No doubt sweet and sour is on almost every order sent out from the Chinese takeaway. The premise of this dish is traditionally Chinese but, like most dishes, western culturally appropriation has changed the dish to our taste. You have to look no further than the use of tomato ketchup and the often added British invention of Worcestershire sauce. Even today you’re more likely to find this than soy sauce. This is defiantly worth a go as it is ready before you would be told to go and pick up your order.
Time: 25 minutes
Difficulty: Straight forward
500g of Pork Tenderloin
1 Red Onion
4 Cloves of Garlic
1 thumb sized piece of Ginger
160g of Tinned Pineapple (drained)
75g of Plain Flour
75g of Cornflour
3 tablespoons of Brown Sugar or Jaggery
2 tablespoon of Cider Vinegar
8 tablespoons of Tomato Ketchup
2-4 tablespoons of Soy Sauce or Worcestershire Sauce
1. Dice the pepper and pineapple into chunks. Slice the onion. Finely chop the garlic and ginger. Separately slice the pork into thin flat pieces.

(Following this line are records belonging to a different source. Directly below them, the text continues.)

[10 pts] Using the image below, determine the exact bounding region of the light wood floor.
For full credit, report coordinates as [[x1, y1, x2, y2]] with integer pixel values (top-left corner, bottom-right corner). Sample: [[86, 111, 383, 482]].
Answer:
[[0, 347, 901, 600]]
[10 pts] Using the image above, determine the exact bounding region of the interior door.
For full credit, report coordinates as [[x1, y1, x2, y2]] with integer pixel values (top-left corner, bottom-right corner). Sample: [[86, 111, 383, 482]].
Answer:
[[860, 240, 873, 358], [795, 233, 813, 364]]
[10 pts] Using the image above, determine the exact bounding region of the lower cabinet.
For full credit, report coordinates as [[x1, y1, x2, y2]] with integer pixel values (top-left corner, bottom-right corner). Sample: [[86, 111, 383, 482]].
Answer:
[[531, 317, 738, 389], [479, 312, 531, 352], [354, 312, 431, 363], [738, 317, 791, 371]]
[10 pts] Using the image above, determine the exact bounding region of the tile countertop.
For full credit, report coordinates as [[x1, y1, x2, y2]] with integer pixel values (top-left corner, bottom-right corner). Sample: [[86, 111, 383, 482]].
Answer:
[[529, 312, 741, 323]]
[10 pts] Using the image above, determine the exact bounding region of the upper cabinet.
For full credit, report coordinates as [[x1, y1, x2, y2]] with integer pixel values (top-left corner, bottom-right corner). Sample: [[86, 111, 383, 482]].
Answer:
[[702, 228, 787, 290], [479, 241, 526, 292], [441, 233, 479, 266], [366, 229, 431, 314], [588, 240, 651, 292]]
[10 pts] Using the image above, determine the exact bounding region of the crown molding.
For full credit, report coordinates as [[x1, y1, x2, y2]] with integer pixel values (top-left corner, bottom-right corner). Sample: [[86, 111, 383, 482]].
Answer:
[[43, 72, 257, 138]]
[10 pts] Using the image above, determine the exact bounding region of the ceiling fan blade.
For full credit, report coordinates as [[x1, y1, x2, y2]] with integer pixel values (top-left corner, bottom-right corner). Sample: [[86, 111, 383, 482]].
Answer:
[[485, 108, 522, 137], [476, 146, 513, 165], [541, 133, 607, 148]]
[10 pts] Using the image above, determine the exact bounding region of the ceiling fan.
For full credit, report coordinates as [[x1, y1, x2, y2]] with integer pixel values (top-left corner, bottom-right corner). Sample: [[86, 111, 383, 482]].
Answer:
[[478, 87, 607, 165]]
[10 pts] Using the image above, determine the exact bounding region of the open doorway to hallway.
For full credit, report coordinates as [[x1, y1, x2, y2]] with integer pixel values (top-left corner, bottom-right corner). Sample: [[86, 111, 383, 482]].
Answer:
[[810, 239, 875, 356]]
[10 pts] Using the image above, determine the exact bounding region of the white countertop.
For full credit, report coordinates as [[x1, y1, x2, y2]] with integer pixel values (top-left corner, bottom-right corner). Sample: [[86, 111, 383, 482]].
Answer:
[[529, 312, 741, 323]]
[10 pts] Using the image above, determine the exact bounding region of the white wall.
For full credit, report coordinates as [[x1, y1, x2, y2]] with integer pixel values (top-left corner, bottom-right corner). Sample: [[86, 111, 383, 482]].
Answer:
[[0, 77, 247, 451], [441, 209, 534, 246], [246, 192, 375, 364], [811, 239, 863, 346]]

2. Fry the garlic and ginger in a large pot for two minutes. Then add the soy sauce, vinegar, ketchup and sugar. Continue cooking for 2 minutes and add a few tablespoons of water to loosen the sauce if needed.
3. Mix together the cornflour and plain flour. Season with salt and pepper. Toss the pork in the flour mixture.
4. Using a deep fat fryer or a skillet with rapeseed oil and a thermometer fry the pork for 3-4 minutes. Do this in batches and if using a skillet use a thermometer and try to keep a constant temperture of around 180 degrees Celsius (356 degrees Fahrenheit).
5. Add the pineapple, onions and peppers to the sauce. Cook on a medium heat for 3 minutes. Then add the pork and mix well.
6. Ensure the pork is completely coated and serve.